In traditional research, there is a clear separation between researchers and participants. “We’ve never worked with communities from the start, [asking them] ‘You tell me what I need to focus on’,” Cloete said. “It’s a challenge for us because it’s power relations. You know, [assuming] ‘I know best’. And that’s not true. We’re doing this work for the community. So why not engage in an equal way with the community?”

Becoming visible
According to Van der Merwe, the study was a chance for transgender women in South Africa to be seen and heard. At the 2018 launch of the study, she said, “For too long our reality as transgender women has been invisible to society.”

She says, while the majority of transgender women reported living as a woman in the past six months, most have not applied for a change in gender marker. Rights organisations like S.H.E, of which Van der Merwe is the founder, work with transgender women to help them navigate the legal system. “From the transgender women who access our services, we know that there is a strong desire by transgender women to make a change in their gender markers,” said Van der Merwe.

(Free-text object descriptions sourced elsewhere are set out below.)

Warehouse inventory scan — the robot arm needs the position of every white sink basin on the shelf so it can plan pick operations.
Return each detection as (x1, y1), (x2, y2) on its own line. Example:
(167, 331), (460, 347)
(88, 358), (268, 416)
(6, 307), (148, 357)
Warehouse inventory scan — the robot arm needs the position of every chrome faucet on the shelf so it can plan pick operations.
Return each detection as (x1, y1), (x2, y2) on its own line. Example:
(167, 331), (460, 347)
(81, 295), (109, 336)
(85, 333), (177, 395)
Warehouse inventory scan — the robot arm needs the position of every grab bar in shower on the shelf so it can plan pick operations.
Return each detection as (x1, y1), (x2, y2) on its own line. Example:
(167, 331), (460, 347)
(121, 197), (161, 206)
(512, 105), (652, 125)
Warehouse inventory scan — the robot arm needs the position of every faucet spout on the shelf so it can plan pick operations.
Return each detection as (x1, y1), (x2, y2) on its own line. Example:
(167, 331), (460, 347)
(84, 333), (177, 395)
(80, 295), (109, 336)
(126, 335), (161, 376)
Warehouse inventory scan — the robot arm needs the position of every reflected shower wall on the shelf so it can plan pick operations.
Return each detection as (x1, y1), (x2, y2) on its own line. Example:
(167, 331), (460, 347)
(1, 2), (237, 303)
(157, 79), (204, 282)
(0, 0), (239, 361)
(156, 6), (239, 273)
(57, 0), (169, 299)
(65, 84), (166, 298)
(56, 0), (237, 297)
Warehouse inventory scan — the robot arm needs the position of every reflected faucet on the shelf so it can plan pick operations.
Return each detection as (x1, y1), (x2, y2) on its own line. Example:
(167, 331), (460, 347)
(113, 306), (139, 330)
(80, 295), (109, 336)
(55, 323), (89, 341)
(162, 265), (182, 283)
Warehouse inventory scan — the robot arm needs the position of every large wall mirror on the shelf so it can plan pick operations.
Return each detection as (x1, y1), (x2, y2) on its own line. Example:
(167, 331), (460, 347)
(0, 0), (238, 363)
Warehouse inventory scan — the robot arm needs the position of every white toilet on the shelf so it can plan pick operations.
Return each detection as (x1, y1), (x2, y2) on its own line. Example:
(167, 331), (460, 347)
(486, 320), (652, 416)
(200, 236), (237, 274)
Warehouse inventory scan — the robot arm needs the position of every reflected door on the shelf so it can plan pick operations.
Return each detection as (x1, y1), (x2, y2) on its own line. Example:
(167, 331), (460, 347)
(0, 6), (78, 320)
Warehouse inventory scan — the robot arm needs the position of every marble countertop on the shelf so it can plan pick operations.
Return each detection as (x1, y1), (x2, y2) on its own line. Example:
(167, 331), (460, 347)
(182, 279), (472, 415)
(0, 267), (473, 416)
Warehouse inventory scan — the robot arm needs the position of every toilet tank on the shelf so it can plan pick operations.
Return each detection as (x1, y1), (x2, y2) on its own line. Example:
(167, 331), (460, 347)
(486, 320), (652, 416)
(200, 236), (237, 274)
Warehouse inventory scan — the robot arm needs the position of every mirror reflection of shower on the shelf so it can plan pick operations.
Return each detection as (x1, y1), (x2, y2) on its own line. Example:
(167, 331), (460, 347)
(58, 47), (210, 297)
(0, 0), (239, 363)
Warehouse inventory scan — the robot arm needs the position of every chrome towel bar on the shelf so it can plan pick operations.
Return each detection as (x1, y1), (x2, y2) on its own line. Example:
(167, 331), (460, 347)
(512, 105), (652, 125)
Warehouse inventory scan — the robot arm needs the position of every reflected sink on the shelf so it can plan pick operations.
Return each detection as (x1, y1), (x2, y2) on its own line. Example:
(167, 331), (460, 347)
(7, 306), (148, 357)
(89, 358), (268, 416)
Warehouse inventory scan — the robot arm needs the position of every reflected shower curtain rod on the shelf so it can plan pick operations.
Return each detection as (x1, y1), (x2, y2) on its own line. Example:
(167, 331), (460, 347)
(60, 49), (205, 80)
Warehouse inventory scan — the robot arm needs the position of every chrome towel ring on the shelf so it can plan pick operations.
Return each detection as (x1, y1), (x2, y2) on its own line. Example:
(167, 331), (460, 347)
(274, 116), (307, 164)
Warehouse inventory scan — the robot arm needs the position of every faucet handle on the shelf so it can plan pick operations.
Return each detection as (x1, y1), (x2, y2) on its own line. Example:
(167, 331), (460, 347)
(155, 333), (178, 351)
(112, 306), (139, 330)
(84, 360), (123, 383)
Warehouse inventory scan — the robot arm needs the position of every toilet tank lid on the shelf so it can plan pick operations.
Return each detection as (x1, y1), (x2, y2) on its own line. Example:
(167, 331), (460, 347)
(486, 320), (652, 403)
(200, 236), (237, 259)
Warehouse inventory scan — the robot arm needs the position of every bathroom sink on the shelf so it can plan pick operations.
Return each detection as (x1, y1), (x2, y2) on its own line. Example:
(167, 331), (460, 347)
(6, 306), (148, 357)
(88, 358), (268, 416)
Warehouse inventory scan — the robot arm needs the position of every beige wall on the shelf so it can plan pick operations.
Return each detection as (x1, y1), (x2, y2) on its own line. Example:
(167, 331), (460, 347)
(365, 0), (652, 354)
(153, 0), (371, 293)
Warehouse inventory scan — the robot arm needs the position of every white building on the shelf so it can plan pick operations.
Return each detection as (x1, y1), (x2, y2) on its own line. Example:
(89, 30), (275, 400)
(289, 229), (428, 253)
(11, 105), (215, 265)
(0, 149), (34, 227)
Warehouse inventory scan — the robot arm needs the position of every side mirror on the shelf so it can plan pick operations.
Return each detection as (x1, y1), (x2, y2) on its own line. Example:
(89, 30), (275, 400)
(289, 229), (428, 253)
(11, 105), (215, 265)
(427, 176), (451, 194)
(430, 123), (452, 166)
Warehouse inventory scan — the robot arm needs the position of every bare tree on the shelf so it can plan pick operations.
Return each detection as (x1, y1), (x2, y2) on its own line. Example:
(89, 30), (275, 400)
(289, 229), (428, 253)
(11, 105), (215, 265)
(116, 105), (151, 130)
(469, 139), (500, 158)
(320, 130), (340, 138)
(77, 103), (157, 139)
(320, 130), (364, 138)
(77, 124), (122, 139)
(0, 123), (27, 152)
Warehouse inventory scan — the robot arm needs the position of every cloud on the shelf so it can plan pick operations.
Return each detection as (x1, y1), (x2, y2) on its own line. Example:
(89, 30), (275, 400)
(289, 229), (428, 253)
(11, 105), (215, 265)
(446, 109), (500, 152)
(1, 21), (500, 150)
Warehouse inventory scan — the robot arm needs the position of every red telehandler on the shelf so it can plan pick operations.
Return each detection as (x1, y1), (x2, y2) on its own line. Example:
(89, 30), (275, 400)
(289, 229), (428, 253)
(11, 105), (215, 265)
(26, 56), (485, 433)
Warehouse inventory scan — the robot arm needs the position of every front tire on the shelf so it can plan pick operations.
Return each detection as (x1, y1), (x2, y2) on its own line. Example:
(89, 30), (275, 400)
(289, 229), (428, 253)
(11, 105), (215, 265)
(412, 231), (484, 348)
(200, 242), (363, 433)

The waiting list for gender-affirming surgeries at the two hospitals in South Africa that offer them is about 20 years, Van der Merwe said. Only about 5% to 12% of transgender women across the three metros surveyed had made use of gender-affirming hormone treatment.

This, Van der Merwe notes, is not evidence of a lack of desire to undergo the treatment, but of a lack of knowledge about accessing it. The study also highlighted the diversity of the transgender women and the challenges they face, between and within cities. For example, half of the sample from the Buffalo City metropolitan area reported that they were students (with a similar, and probably largely overlapping proportion indicating that they were aged 18-24); while about 40% reported being unemployed. In the Buffalo City and Cape Town metros, 13.9% and 13.2% respectively reported ever engaging in sex work. In the Johannesburg metro, the proportion was 38.3%, reflecting the likelihood that sex workers gravitate to bigger cities to find work.

The particular makeup of the samples in the three metros also would have been influenced by respondent-driven sampling that recruits via social networks (i.e. friends, sex partners, acquaintances, family members etc.). One encouraging finding was the widespread knowledge of HIV, with over 75% of participants in every metro, and almost 90% in Johannesburg, reporting having tested for HIV in the past year.

Cloete and Van der Merwe hope that the study will seed new research to empower transgender women in South Africa in other ways. “What I found with the study – the one thing that remains consistent, despite a multitude of social and public-health problems – is that transgender women are resilient and for any future programmes, this resilience of transgender women has to be drawn upon,” says Cloete.

Olwethu Sigenu interviewing a transgender woman as part of the HSRC’s Botshelo Ba Trans study.